The wound kept bleeding, but her hand found my head, forced me closer. I bit my wrist hard and pressed it to her lips, letting my own blood mix with hers. She drank, even as her body failed, even as the world burned around us.
Behind me, the RBMC cleaned up the mess. They didn’t speak. They knew what this meant.
Carrie looked up, eyes glassy. “Don’t let go,” she whispered.
“Never,” I said, and kissed her, blood on blood, until the pain blurred away and there was nothing but us, fused in the dark.
I felt the change begin—the old wild thing coming alive in her, the bond knitting itself deeper, forever.

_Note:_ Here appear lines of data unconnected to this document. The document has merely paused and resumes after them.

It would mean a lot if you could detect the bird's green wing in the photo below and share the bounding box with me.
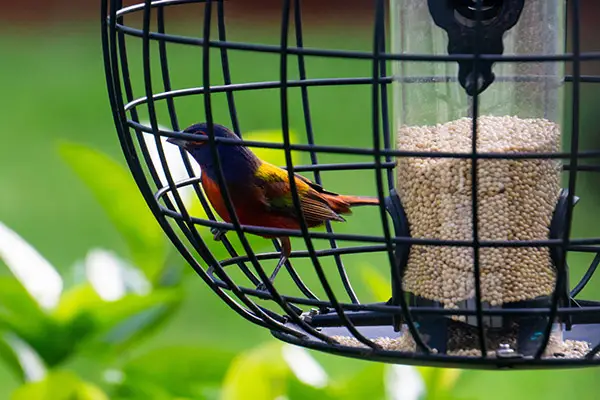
[254,162,344,224]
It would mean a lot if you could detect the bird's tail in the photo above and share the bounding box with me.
[341,195,380,206]
[322,194,380,215]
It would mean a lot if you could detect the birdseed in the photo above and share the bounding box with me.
[396,115,562,307]
[331,321,594,359]
[332,325,418,353]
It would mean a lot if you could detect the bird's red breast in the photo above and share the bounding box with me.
[201,173,303,237]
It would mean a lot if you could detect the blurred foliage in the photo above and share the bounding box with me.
[0,132,432,399]
[58,143,168,284]
[12,371,109,400]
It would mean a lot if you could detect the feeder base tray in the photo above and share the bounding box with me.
[271,322,600,370]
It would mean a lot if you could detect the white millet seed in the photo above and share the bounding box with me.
[332,323,592,359]
[332,326,417,352]
[397,115,561,306]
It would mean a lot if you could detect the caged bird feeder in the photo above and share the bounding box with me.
[101,0,600,368]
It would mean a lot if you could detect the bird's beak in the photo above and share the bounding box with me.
[167,137,187,148]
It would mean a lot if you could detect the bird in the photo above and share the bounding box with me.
[167,123,379,290]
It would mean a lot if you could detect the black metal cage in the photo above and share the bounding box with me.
[101,0,600,369]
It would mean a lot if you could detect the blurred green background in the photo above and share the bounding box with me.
[1,1,600,399]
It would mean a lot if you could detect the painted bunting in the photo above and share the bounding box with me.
[167,123,379,290]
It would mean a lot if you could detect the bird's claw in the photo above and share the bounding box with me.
[210,227,226,241]
[256,283,269,292]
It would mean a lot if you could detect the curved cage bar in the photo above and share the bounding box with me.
[102,0,600,368]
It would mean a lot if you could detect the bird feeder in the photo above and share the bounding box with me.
[390,0,568,356]
[102,0,600,368]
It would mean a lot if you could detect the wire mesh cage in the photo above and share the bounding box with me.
[101,0,600,369]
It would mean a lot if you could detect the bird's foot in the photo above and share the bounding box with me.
[256,282,270,292]
[210,227,226,241]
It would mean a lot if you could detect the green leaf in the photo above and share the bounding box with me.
[452,368,599,400]
[221,342,291,400]
[287,378,338,400]
[330,363,387,400]
[95,289,182,342]
[82,248,153,300]
[0,277,50,334]
[0,263,175,372]
[417,367,461,400]
[3,332,48,382]
[53,284,103,323]
[221,342,337,400]
[0,221,63,310]
[80,289,182,358]
[117,346,237,399]
[0,278,71,367]
[108,380,176,400]
[11,370,109,400]
[0,336,24,381]
[50,285,102,357]
[52,284,183,361]
[58,142,167,283]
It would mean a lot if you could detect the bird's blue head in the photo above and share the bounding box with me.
[167,122,259,181]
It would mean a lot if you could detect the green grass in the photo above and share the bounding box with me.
[1,21,600,399]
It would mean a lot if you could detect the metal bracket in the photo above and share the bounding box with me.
[427,0,525,95]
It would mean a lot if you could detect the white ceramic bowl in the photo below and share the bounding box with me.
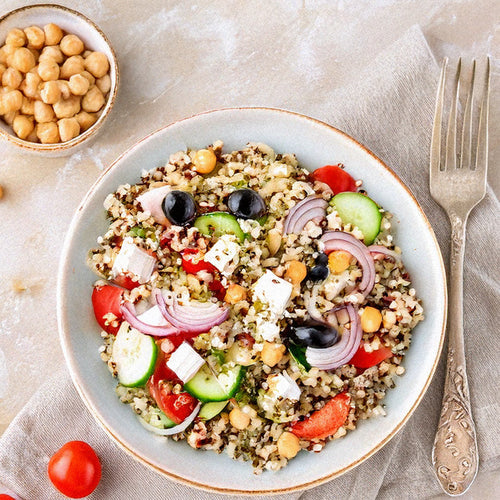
[57,107,447,495]
[0,4,118,156]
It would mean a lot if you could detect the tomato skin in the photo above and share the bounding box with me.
[181,248,216,274]
[112,273,140,290]
[48,441,101,499]
[208,279,226,301]
[91,284,123,334]
[0,495,16,500]
[349,340,393,369]
[157,387,198,424]
[290,392,351,440]
[312,164,357,194]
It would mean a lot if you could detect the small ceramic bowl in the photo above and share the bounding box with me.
[0,4,118,156]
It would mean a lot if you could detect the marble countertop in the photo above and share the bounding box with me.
[0,1,498,498]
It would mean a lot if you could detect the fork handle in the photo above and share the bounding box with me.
[432,213,479,495]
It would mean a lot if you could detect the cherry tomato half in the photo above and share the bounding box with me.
[311,164,357,194]
[112,273,141,290]
[158,389,198,424]
[349,340,393,369]
[48,441,101,499]
[91,284,123,334]
[181,248,216,274]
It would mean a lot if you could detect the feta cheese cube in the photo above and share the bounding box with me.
[111,237,156,283]
[256,319,280,342]
[204,235,240,274]
[268,372,301,401]
[166,342,205,383]
[137,305,169,327]
[252,270,293,317]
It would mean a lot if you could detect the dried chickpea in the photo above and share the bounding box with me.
[84,51,109,78]
[37,58,59,81]
[34,100,55,123]
[60,34,84,56]
[81,85,104,112]
[193,149,217,174]
[43,23,63,46]
[60,55,85,79]
[277,432,301,459]
[0,63,5,81]
[6,28,26,47]
[40,81,61,104]
[75,111,97,131]
[12,114,34,139]
[36,121,59,143]
[224,284,247,304]
[328,250,351,273]
[229,407,250,430]
[20,71,41,99]
[0,185,3,199]
[10,47,36,73]
[80,70,95,86]
[361,306,382,333]
[261,342,286,367]
[21,96,35,115]
[24,26,45,49]
[53,95,80,119]
[1,90,23,112]
[26,127,38,142]
[95,74,111,94]
[27,48,40,63]
[0,44,16,65]
[2,67,23,89]
[58,117,80,142]
[82,50,92,58]
[68,74,89,95]
[39,45,64,64]
[57,80,71,99]
[285,260,307,284]
[2,110,17,126]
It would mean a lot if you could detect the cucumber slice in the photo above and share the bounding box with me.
[331,192,382,245]
[112,323,157,387]
[288,343,311,371]
[184,363,245,402]
[194,212,245,242]
[149,408,177,429]
[199,400,229,420]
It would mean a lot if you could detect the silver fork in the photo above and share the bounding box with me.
[430,57,490,496]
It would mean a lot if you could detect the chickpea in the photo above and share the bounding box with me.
[36,121,59,143]
[96,74,111,94]
[40,81,61,104]
[24,26,45,49]
[68,74,89,95]
[82,86,104,113]
[1,90,23,112]
[328,251,351,273]
[82,49,92,58]
[84,51,109,78]
[0,185,3,199]
[34,100,55,123]
[57,80,71,100]
[2,67,23,89]
[192,148,217,174]
[26,127,39,143]
[37,58,59,81]
[75,111,97,131]
[80,70,95,86]
[28,48,40,63]
[261,342,286,367]
[0,63,5,81]
[20,71,42,99]
[224,284,247,304]
[21,96,35,115]
[60,55,85,79]
[53,95,80,119]
[2,110,17,126]
[43,23,63,46]
[39,45,64,64]
[12,114,34,140]
[6,28,26,47]
[60,34,84,56]
[360,306,382,333]
[0,44,16,65]
[10,47,36,73]
[58,117,80,142]
[277,432,301,459]
[285,260,307,284]
[229,407,251,430]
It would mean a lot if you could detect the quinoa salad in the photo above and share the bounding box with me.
[88,141,424,473]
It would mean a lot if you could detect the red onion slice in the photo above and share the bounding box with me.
[320,231,376,296]
[368,245,402,262]
[136,185,171,226]
[155,289,229,334]
[283,195,328,234]
[305,304,362,370]
[120,301,180,337]
[138,402,201,435]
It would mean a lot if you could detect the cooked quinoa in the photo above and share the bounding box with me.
[90,141,423,473]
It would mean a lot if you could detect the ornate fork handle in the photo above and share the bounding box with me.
[432,213,478,495]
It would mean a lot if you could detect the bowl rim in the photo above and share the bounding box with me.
[0,3,119,152]
[57,106,447,495]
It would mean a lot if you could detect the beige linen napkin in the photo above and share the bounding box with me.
[1,26,499,499]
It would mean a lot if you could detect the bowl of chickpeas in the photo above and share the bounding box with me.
[0,4,118,155]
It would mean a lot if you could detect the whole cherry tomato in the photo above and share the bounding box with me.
[0,494,17,500]
[311,164,357,194]
[91,284,123,334]
[48,441,101,498]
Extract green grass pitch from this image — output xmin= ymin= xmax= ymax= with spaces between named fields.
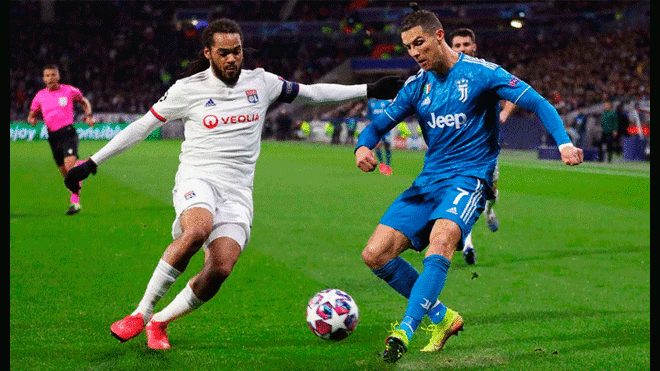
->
xmin=10 ymin=140 xmax=649 ymax=370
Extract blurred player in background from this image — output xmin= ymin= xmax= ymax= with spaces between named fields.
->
xmin=355 ymin=4 xmax=583 ymax=363
xmin=65 ymin=18 xmax=402 ymax=350
xmin=448 ymin=27 xmax=514 ymax=264
xmin=366 ymin=98 xmax=394 ymax=175
xmin=27 ymin=64 xmax=94 ymax=215
xmin=343 ymin=101 xmax=364 ymax=145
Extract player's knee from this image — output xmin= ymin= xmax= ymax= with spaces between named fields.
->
xmin=361 ymin=245 xmax=388 ymax=270
xmin=182 ymin=225 xmax=212 ymax=246
xmin=204 ymin=260 xmax=235 ymax=285
xmin=427 ymin=234 xmax=460 ymax=259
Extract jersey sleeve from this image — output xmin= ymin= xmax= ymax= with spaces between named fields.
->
xmin=70 ymin=86 xmax=84 ymax=102
xmin=29 ymin=91 xmax=42 ymax=112
xmin=149 ymin=81 xmax=188 ymax=122
xmin=490 ymin=68 xmax=571 ymax=147
xmin=262 ymin=70 xmax=299 ymax=104
xmin=90 ymin=110 xmax=165 ymax=165
xmin=490 ymin=67 xmax=533 ymax=105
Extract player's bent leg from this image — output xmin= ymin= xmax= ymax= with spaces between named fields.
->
xmin=427 ymin=219 xmax=462 ymax=260
xmin=110 ymin=208 xmax=211 ymax=345
xmin=190 ymin=236 xmax=242 ymax=301
xmin=361 ymin=224 xmax=411 ymax=270
xmin=162 ymin=207 xmax=214 ymax=272
xmin=146 ymin=235 xmax=243 ymax=350
xmin=412 ymin=219 xmax=462 ymax=352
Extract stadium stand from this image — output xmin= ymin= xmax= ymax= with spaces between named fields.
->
xmin=10 ymin=0 xmax=649 ymax=155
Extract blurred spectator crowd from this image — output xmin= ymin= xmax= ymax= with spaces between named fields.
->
xmin=10 ymin=0 xmax=649 ymax=124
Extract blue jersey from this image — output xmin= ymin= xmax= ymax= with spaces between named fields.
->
xmin=357 ymin=53 xmax=571 ymax=191
xmin=366 ymin=98 xmax=390 ymax=121
xmin=366 ymin=98 xmax=393 ymax=140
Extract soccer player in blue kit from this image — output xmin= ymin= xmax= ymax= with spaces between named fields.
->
xmin=366 ymin=98 xmax=394 ymax=175
xmin=354 ymin=4 xmax=583 ymax=363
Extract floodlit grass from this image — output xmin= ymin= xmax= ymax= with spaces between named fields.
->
xmin=10 ymin=140 xmax=649 ymax=370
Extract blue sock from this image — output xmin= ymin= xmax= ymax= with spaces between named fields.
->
xmin=400 ymin=316 xmax=420 ymax=340
xmin=399 ymin=254 xmax=451 ymax=340
xmin=372 ymin=257 xmax=419 ymax=299
xmin=428 ymin=301 xmax=448 ymax=324
xmin=375 ymin=149 xmax=384 ymax=163
xmin=385 ymin=149 xmax=391 ymax=166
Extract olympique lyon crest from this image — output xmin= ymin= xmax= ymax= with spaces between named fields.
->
xmin=245 ymin=89 xmax=259 ymax=103
xmin=456 ymin=79 xmax=469 ymax=103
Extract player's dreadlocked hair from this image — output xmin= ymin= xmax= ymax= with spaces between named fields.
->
xmin=178 ymin=18 xmax=244 ymax=78
xmin=399 ymin=2 xmax=443 ymax=34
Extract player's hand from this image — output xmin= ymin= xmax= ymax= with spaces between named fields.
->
xmin=356 ymin=146 xmax=378 ymax=172
xmin=65 ymin=159 xmax=97 ymax=194
xmin=83 ymin=114 xmax=95 ymax=127
xmin=366 ymin=76 xmax=404 ymax=100
xmin=560 ymin=144 xmax=583 ymax=166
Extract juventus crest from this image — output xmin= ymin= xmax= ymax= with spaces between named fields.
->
xmin=456 ymin=78 xmax=469 ymax=103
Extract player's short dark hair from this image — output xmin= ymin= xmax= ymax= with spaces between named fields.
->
xmin=202 ymin=18 xmax=243 ymax=49
xmin=399 ymin=3 xmax=443 ymax=34
xmin=448 ymin=28 xmax=476 ymax=43
xmin=43 ymin=64 xmax=59 ymax=71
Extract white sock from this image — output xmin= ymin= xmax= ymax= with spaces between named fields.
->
xmin=132 ymin=259 xmax=181 ymax=322
xmin=464 ymin=231 xmax=474 ymax=249
xmin=151 ymin=282 xmax=205 ymax=324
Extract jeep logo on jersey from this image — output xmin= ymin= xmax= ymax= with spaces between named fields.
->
xmin=456 ymin=79 xmax=469 ymax=103
xmin=427 ymin=112 xmax=467 ymax=129
xmin=245 ymin=89 xmax=259 ymax=103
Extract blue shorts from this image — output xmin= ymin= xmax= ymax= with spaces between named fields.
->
xmin=379 ymin=176 xmax=487 ymax=252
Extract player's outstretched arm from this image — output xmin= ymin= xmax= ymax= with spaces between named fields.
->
xmin=295 ymin=76 xmax=403 ymax=104
xmin=64 ymin=110 xmax=164 ymax=194
xmin=506 ymin=85 xmax=583 ymax=166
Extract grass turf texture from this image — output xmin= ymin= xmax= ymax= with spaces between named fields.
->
xmin=10 ymin=140 xmax=649 ymax=370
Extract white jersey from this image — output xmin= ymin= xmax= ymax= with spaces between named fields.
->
xmin=90 ymin=66 xmax=366 ymax=187
xmin=151 ymin=67 xmax=286 ymax=187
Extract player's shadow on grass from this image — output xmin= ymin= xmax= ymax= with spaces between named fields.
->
xmin=90 ymin=343 xmax=171 ymax=369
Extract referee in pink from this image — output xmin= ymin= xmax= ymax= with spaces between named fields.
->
xmin=27 ymin=64 xmax=94 ymax=215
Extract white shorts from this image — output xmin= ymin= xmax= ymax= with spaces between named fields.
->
xmin=171 ymin=178 xmax=252 ymax=250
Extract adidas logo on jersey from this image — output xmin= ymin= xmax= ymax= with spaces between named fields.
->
xmin=421 ymin=97 xmax=431 ymax=106
xmin=205 ymin=99 xmax=216 ymax=107
xmin=446 ymin=207 xmax=458 ymax=215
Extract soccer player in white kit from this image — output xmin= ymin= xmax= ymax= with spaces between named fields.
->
xmin=65 ymin=18 xmax=402 ymax=350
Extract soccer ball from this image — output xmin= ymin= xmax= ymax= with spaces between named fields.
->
xmin=306 ymin=289 xmax=359 ymax=341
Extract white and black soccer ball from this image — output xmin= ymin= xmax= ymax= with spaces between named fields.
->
xmin=306 ymin=289 xmax=359 ymax=341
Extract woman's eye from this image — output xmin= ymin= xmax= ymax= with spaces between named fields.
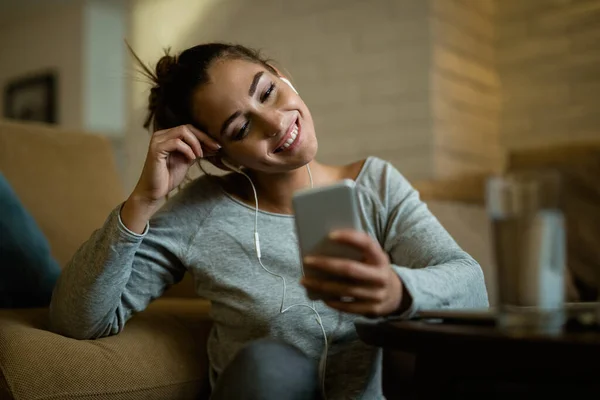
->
xmin=234 ymin=122 xmax=250 ymax=141
xmin=261 ymin=83 xmax=275 ymax=102
xmin=231 ymin=83 xmax=275 ymax=140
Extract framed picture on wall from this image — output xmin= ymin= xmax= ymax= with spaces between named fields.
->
xmin=3 ymin=72 xmax=57 ymax=124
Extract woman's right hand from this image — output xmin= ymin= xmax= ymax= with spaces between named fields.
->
xmin=121 ymin=125 xmax=221 ymax=233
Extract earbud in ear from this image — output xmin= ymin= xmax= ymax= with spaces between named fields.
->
xmin=222 ymin=158 xmax=243 ymax=173
xmin=280 ymin=77 xmax=298 ymax=94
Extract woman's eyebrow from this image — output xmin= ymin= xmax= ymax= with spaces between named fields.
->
xmin=248 ymin=71 xmax=264 ymax=96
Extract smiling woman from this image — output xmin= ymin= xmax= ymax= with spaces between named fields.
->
xmin=49 ymin=42 xmax=489 ymax=400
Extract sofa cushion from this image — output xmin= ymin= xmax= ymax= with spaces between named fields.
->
xmin=0 ymin=299 xmax=212 ymax=400
xmin=0 ymin=121 xmax=124 ymax=267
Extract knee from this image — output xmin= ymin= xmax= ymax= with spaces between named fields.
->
xmin=213 ymin=338 xmax=318 ymax=400
xmin=235 ymin=338 xmax=317 ymax=378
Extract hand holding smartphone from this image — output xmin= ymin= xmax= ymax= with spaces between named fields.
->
xmin=292 ymin=179 xmax=363 ymax=300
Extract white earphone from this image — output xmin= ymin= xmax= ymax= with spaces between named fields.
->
xmin=221 ymin=158 xmax=242 ymax=173
xmin=280 ymin=77 xmax=298 ymax=94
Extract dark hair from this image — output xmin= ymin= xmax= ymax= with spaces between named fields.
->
xmin=128 ymin=42 xmax=278 ymax=133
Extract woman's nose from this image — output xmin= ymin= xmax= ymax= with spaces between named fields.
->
xmin=259 ymin=110 xmax=285 ymax=138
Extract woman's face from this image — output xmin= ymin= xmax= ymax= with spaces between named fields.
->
xmin=191 ymin=58 xmax=318 ymax=173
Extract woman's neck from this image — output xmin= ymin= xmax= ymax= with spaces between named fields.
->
xmin=247 ymin=161 xmax=325 ymax=215
xmin=224 ymin=159 xmax=365 ymax=215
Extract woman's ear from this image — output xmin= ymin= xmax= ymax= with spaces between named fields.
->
xmin=203 ymin=153 xmax=242 ymax=173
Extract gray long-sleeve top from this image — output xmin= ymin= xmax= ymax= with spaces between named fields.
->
xmin=49 ymin=156 xmax=488 ymax=399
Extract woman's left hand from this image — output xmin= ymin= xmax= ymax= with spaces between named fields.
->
xmin=301 ymin=229 xmax=405 ymax=317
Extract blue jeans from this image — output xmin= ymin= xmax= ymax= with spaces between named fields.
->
xmin=210 ymin=338 xmax=319 ymax=400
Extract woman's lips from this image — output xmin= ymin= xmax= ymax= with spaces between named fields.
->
xmin=274 ymin=119 xmax=301 ymax=153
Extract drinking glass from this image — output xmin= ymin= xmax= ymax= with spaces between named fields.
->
xmin=486 ymin=170 xmax=566 ymax=334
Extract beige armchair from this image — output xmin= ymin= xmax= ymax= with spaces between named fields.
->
xmin=0 ymin=121 xmax=213 ymax=399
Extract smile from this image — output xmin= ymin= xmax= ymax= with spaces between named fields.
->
xmin=274 ymin=119 xmax=301 ymax=153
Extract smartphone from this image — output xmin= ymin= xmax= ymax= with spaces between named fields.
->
xmin=292 ymin=179 xmax=363 ymax=300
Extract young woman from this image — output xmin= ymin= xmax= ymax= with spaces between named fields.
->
xmin=49 ymin=43 xmax=488 ymax=399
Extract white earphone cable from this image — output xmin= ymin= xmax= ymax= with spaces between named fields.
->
xmin=237 ymin=164 xmax=330 ymax=398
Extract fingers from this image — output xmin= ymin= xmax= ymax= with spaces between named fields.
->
xmin=301 ymin=276 xmax=387 ymax=302
xmin=153 ymin=125 xmax=221 ymax=158
xmin=324 ymin=299 xmax=385 ymax=318
xmin=184 ymin=124 xmax=221 ymax=153
xmin=320 ymin=269 xmax=404 ymax=317
xmin=178 ymin=126 xmax=205 ymax=157
xmin=303 ymin=256 xmax=385 ymax=287
xmin=301 ymin=248 xmax=403 ymax=317
xmin=329 ymin=230 xmax=389 ymax=265
xmin=161 ymin=126 xmax=203 ymax=157
xmin=159 ymin=138 xmax=197 ymax=162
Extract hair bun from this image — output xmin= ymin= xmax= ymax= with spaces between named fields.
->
xmin=154 ymin=52 xmax=179 ymax=86
xmin=144 ymin=51 xmax=179 ymax=130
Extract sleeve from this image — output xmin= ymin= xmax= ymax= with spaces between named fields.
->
xmin=379 ymin=163 xmax=489 ymax=317
xmin=48 ymin=201 xmax=193 ymax=340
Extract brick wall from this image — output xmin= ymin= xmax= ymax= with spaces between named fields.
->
xmin=498 ymin=0 xmax=600 ymax=151
xmin=274 ymin=0 xmax=433 ymax=178
xmin=127 ymin=0 xmax=434 ymax=191
xmin=431 ymin=0 xmax=503 ymax=177
xmin=429 ymin=0 xmax=600 ymax=177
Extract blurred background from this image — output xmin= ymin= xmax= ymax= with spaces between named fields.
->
xmin=1 ymin=3 xmax=599 ymax=397
xmin=0 ymin=0 xmax=598 ymax=191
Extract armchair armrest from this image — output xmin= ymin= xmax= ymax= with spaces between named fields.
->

Even if it killed me, I would not let go. The marking was complete. The knotting was complete. And now, the blood transfer was complete.
Carrie
Two weeks after the warehouse siege, the bourbon heiress mansion stood hollowed out and silent, as if waiting for the next headline. The news cycle moved on—regulators, lawyers, even the vultures from Marcus‘s camp—but the mansion held its own kind of court, judging every footstep and every plan I tried to make. The world outside kept spinning, but inside, I couldn’t stop replaying those last hours: blood, sweat, and the way Shivs had looked at me like I was both prey and salvation.